The measurable signal in semiconductor detectors arises from the induced current created by moving charge carriers within the detector. This phenomenon is well-described by the Shockley-Ramo theorem [52]. According to this theorem, the instantaneous induced current i(t) due to a single moving charge q is given by:

$$i(t) = q\vec{v}(t) \cdot \vec{E}_w \tag{2.6}$$

where  $\vec{v}(t)$  is the instantaneous velocity of the charge, and  $\vec{E}_w$  is the weighting field defined as the electric field distribution within the detector when one electrode is set to unit potential while all others are grounded. The Shockley-Ramo theorem is crucial for designing detector geometries and understanding signal shapes.

The charge collection efficiency in semiconductor detectors is critical for accurate energy measurement and depends on carrier lifetime, drift lengths, and detector geometry.
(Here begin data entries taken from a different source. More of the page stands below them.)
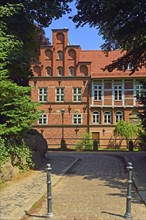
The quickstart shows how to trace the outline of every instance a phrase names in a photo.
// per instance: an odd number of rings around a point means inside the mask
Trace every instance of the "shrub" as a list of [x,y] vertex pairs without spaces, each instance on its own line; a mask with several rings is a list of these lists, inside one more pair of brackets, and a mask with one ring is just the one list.
[[83,134],[81,140],[76,143],[75,147],[77,150],[92,150],[93,141],[90,138],[90,134],[87,132]]

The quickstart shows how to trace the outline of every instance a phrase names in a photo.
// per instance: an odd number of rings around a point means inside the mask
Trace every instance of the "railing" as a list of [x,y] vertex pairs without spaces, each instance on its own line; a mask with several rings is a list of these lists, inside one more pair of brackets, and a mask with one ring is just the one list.
[[[60,148],[61,147],[61,138],[46,138],[48,143],[48,148]],[[85,148],[93,147],[95,145],[95,139],[86,139],[86,138],[64,138],[66,147],[68,149],[75,149],[77,146],[79,146],[81,143],[84,144]],[[96,140],[98,149],[99,148],[105,148],[105,149],[123,149],[127,148],[127,142],[126,139],[100,139]],[[138,139],[134,139],[134,147],[138,147]],[[92,148],[91,147],[91,148]]]

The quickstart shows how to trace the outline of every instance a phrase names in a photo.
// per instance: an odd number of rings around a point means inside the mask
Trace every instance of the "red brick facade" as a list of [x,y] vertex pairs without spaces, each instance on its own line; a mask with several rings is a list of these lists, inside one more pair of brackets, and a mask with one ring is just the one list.
[[100,145],[110,145],[117,121],[137,120],[133,110],[140,109],[136,94],[146,69],[132,75],[129,70],[103,71],[105,65],[121,56],[121,51],[107,57],[102,51],[84,51],[79,45],[69,45],[68,29],[52,33],[52,45],[41,46],[39,62],[32,65],[32,100],[39,101],[39,109],[44,110],[34,128],[43,132],[51,148],[59,147],[56,143],[60,143],[62,135],[71,147],[73,138],[80,138],[86,131]]

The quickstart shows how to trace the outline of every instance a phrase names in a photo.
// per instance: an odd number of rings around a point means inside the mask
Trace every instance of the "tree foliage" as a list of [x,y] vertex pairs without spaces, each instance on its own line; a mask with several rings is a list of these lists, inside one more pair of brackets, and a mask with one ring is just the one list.
[[145,0],[77,0],[77,27],[89,24],[99,29],[105,43],[102,49],[121,49],[121,58],[105,69],[122,69],[131,63],[132,72],[145,65],[146,57],[146,2]]
[[128,146],[129,140],[138,136],[139,127],[135,124],[125,122],[124,120],[119,121],[114,129],[114,136],[126,139]]

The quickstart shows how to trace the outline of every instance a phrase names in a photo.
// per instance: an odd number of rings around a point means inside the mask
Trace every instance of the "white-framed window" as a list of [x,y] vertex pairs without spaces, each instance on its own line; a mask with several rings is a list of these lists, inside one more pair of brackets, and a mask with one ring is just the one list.
[[38,101],[39,102],[47,102],[48,99],[48,89],[47,88],[39,88],[38,89]]
[[94,85],[94,100],[100,101],[102,100],[102,86]]
[[94,111],[92,113],[92,122],[93,122],[93,124],[99,124],[99,122],[100,122],[100,115],[99,115],[98,111]]
[[73,88],[73,102],[81,102],[81,101],[82,101],[82,89]]
[[122,100],[122,85],[114,85],[114,99],[116,101]]
[[58,51],[58,60],[63,60],[63,52],[62,51]]
[[75,75],[75,69],[74,69],[74,67],[69,67],[69,74],[70,74],[70,76],[74,76]]
[[47,76],[51,76],[51,74],[52,74],[52,69],[51,69],[51,67],[47,67],[47,68],[46,68],[46,75],[47,75]]
[[63,68],[58,67],[58,76],[63,76]]
[[123,119],[123,113],[121,111],[116,112],[116,122],[119,122]]
[[48,124],[48,115],[47,114],[42,114],[38,120],[39,125],[46,125]]
[[73,114],[73,124],[82,124],[82,115],[81,114]]
[[64,102],[64,88],[56,88],[56,101]]
[[104,123],[111,124],[111,112],[104,112]]
[[142,95],[142,89],[143,85],[142,84],[137,84],[136,85],[136,98],[138,99]]

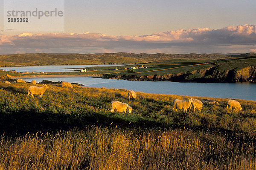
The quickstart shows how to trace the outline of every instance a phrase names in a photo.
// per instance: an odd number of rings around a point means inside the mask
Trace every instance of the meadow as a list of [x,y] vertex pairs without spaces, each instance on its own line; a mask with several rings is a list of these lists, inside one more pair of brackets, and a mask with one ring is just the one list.
[[[47,85],[32,98],[0,83],[0,169],[256,169],[255,101],[192,96],[220,105],[185,113],[172,103],[189,96]],[[114,100],[134,110],[111,113]]]

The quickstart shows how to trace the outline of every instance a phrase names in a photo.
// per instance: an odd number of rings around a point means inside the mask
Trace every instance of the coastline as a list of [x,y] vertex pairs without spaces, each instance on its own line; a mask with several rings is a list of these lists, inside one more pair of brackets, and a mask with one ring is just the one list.
[[102,77],[102,75],[22,75],[20,76],[13,76],[10,77],[12,79],[16,79],[23,78],[56,78],[56,77]]

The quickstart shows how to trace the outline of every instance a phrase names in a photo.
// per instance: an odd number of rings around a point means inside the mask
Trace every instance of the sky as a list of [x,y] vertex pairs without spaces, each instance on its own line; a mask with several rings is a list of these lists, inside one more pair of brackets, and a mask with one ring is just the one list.
[[255,0],[65,0],[64,30],[48,32],[5,31],[4,1],[0,54],[256,52]]

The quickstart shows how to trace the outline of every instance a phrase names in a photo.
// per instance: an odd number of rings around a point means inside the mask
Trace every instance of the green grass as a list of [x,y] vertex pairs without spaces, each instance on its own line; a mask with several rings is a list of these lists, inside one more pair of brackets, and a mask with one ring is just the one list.
[[177,58],[191,60],[216,60],[230,57],[207,54],[16,54],[0,55],[0,66],[42,65],[134,64]]
[[[255,101],[238,100],[236,111],[212,98],[220,105],[184,113],[172,102],[188,96],[137,92],[129,101],[124,89],[48,84],[32,98],[29,86],[0,83],[0,169],[256,167]],[[114,100],[134,110],[111,113]]]

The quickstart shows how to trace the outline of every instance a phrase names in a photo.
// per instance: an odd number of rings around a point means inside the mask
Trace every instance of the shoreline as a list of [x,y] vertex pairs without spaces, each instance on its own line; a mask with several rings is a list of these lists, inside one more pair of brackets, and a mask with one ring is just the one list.
[[16,79],[23,78],[57,78],[57,77],[102,77],[102,76],[96,75],[22,75],[20,76],[13,76],[10,77],[12,79]]

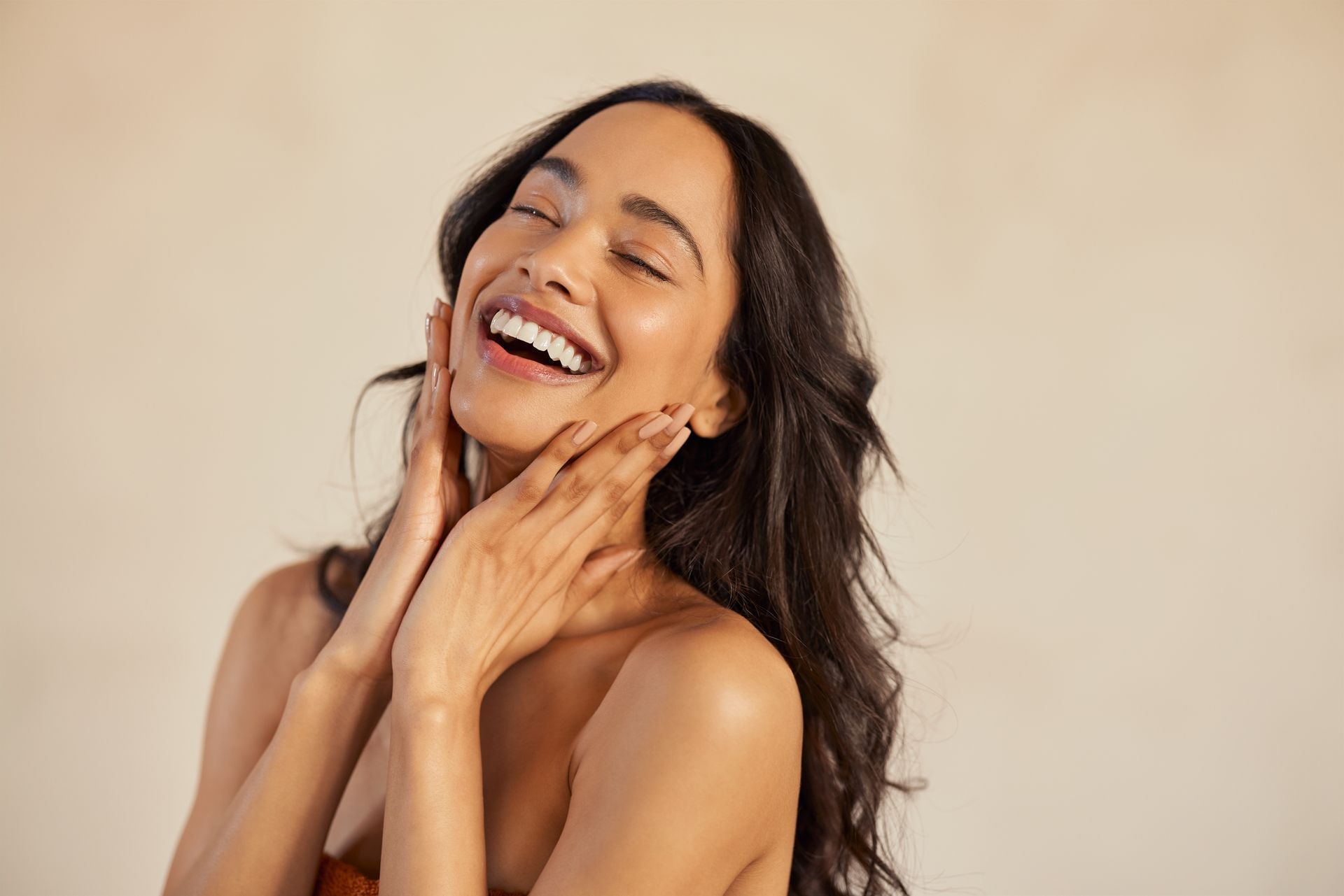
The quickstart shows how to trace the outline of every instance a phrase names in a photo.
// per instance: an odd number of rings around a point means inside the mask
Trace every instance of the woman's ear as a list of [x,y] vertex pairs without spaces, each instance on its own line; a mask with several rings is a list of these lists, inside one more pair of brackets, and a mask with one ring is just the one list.
[[747,411],[747,396],[742,387],[718,371],[710,375],[695,414],[687,422],[691,431],[703,439],[712,439],[732,429]]

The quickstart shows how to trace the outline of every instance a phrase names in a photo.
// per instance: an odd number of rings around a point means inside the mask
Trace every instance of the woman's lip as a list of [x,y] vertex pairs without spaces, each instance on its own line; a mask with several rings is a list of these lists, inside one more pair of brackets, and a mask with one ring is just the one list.
[[485,302],[480,305],[477,313],[480,318],[485,321],[487,328],[489,328],[489,321],[493,320],[495,314],[497,314],[501,308],[512,314],[521,314],[538,326],[544,326],[552,333],[563,336],[570,345],[583,352],[583,357],[589,359],[593,367],[597,367],[598,369],[606,367],[606,360],[587,344],[587,340],[575,333],[574,328],[570,326],[566,320],[532,305],[526,298],[520,298],[519,296],[503,294],[485,300]]
[[491,339],[489,324],[480,317],[476,320],[477,353],[487,364],[499,368],[505,373],[524,380],[532,380],[534,383],[547,383],[550,386],[571,386],[574,383],[582,383],[587,377],[597,373],[597,371],[589,371],[587,373],[562,373],[558,367],[509,355],[503,345]]

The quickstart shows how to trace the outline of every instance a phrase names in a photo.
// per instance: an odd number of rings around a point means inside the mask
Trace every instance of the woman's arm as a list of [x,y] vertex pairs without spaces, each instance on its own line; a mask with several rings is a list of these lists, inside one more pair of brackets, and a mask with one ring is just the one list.
[[[336,806],[391,699],[391,647],[401,617],[439,539],[457,523],[466,502],[466,482],[458,469],[462,433],[448,404],[450,375],[445,365],[452,333],[444,317],[446,308],[435,300],[434,312],[425,316],[426,376],[415,410],[406,482],[384,537],[336,631],[327,630],[329,638],[317,658],[286,682],[274,735],[223,818],[208,826],[214,833],[203,834],[206,825],[188,822],[194,860],[188,864],[179,854],[164,885],[165,896],[312,892]],[[257,646],[239,646],[242,641],[230,637],[233,654],[265,662],[265,654],[257,657]],[[243,717],[254,712],[246,700],[222,701],[218,709],[222,715],[212,705],[212,721],[224,728],[231,721],[228,711]],[[203,780],[218,774],[216,760],[207,750]],[[218,789],[212,790],[218,806]],[[190,869],[179,872],[179,865]]]
[[331,613],[313,594],[316,563],[262,576],[239,602],[215,669],[200,774],[163,893],[184,892],[188,872],[226,827],[239,791],[286,713],[296,676],[329,641]]
[[309,896],[336,806],[388,697],[390,686],[323,658],[298,673],[218,837],[165,896]]
[[[668,633],[632,654],[577,756],[532,896],[712,896],[792,832],[801,700],[784,660],[745,626]],[[388,709],[379,891],[481,896],[480,704],[405,684]]]

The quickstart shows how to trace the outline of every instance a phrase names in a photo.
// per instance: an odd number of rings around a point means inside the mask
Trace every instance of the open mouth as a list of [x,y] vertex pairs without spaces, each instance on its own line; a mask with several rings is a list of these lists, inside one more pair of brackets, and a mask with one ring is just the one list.
[[593,371],[593,361],[570,345],[563,336],[508,309],[495,313],[482,336],[513,357],[532,361],[555,373],[583,376]]

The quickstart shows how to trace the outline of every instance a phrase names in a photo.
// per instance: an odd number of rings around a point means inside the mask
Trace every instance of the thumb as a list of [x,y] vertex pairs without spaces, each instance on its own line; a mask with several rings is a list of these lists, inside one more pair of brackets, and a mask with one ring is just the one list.
[[644,548],[632,548],[621,544],[607,545],[587,555],[583,566],[574,574],[570,590],[566,595],[570,611],[578,610],[602,590],[602,586],[612,580],[617,572],[634,563],[644,555]]

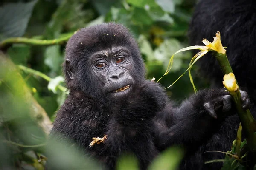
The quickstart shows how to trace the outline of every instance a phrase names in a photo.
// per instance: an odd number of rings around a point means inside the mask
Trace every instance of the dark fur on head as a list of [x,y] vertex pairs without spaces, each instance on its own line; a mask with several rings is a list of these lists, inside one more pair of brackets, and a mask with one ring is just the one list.
[[134,60],[134,68],[130,71],[134,80],[139,82],[145,80],[145,66],[135,40],[122,25],[109,23],[81,29],[68,41],[66,59],[70,60],[70,70],[75,78],[70,78],[64,64],[64,72],[68,88],[71,91],[81,91],[98,99],[101,97],[102,85],[96,81],[97,78],[91,71],[89,59],[94,53],[113,46],[128,49]]

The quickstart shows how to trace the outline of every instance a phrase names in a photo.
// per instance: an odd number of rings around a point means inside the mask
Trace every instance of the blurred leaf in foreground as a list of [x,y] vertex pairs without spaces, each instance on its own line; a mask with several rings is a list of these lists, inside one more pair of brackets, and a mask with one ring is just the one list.
[[183,158],[184,153],[180,147],[173,147],[166,150],[153,161],[148,169],[176,170]]

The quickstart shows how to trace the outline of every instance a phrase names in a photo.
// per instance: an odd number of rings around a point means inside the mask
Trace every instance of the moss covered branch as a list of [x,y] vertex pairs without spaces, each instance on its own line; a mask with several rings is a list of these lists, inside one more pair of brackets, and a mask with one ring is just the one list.
[[73,33],[70,33],[58,39],[47,40],[23,37],[10,38],[0,42],[0,49],[4,48],[12,44],[26,44],[31,45],[43,46],[62,44],[66,42],[73,34]]
[[[20,103],[21,102],[26,104],[29,109],[28,115],[47,136],[52,128],[52,122],[44,109],[32,95],[30,90],[27,86],[16,66],[0,51],[0,80],[6,85],[5,86],[1,85],[0,87],[2,90],[5,89],[4,87],[8,87],[8,91],[6,93],[12,96],[12,100],[7,103],[8,105],[4,106],[11,109],[10,107],[15,108],[20,105]],[[10,116],[17,117],[19,119],[25,116],[20,115],[19,113],[12,113],[8,110],[1,113],[4,114],[4,113],[8,115],[11,113],[13,115],[9,115]]]

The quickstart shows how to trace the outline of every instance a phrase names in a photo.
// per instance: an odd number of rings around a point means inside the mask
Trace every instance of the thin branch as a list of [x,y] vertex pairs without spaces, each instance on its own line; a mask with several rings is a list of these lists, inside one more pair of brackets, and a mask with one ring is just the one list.
[[6,140],[2,140],[0,141],[2,142],[6,143],[7,144],[13,144],[14,145],[19,146],[20,147],[41,147],[42,146],[45,146],[45,144],[37,144],[36,145],[25,145],[24,144],[20,144],[19,143],[16,143],[12,141],[9,141]]
[[65,37],[53,40],[39,40],[24,37],[14,37],[6,39],[0,42],[0,49],[4,48],[12,44],[26,44],[31,45],[51,45],[62,44],[67,42],[73,33],[70,33]]
[[[42,77],[42,78],[43,78],[47,81],[48,81],[48,82],[50,82],[52,79],[51,77],[44,74],[40,71],[37,71],[36,70],[33,70],[32,68],[30,68],[21,65],[18,65],[18,67],[20,70],[23,70],[25,72],[31,73],[36,76],[38,76],[41,77]],[[60,89],[62,91],[67,91],[67,88],[64,87],[62,86],[61,85],[57,85],[56,87],[57,88],[58,88],[59,89]]]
During transport, charge carriers may recombine or become trapped at impurity sites or crystal defects, reducing the efficiency [53]. The presence

of traps and recombination centers reduces the measurable charge, and thus the detector's performance. Strategies such as increasing purity, optimizing detector thickness, or operating at cryogenic temperatures can mitigate trapping and enhance detector efficiency. Also critical is the uniformity and strength of the electric field, which significantly affect charge transport and collection. Non-uniform fields can lead to incomplete charge collection and position-dependent signals, complicating signal interpretation. Detectors with carefully engineered electrode structures help ensure uniform fields and improve spatial resolution and energy accuracy.

Signal formation is inherently influenced by electronic noise. The key contributors to electronic noise in semiconductor detectors include thermal noise, flicker (1/f) noise, and shot noise [54]. Additionally, statistical fluctuations in charge generation, described by the Fano factor, influence the energy resolution [28]. The energy resolution ( $\Delta E$ ) of the detector can be expressed as:

$$\frac{\Delta E}{E} = 2.35 \sqrt{\frac{F\varepsilon}{E}} \tag{2.7}$$

where F is the Fano factor (approximately 0.15 in silicon), reflecting the deviation from Poissonian statistics due to correlations in charge carrier generation.

Signal formation in semiconductor detectors involves complex physical processes, from energy deposition and charge generation to transport, induction, and collection. Understanding and optimizing these processes is essential for achieving high detection performance, precision, and reliability in applications spanning fundamental physics experiments, medical imaging, and radiation safety monitoring.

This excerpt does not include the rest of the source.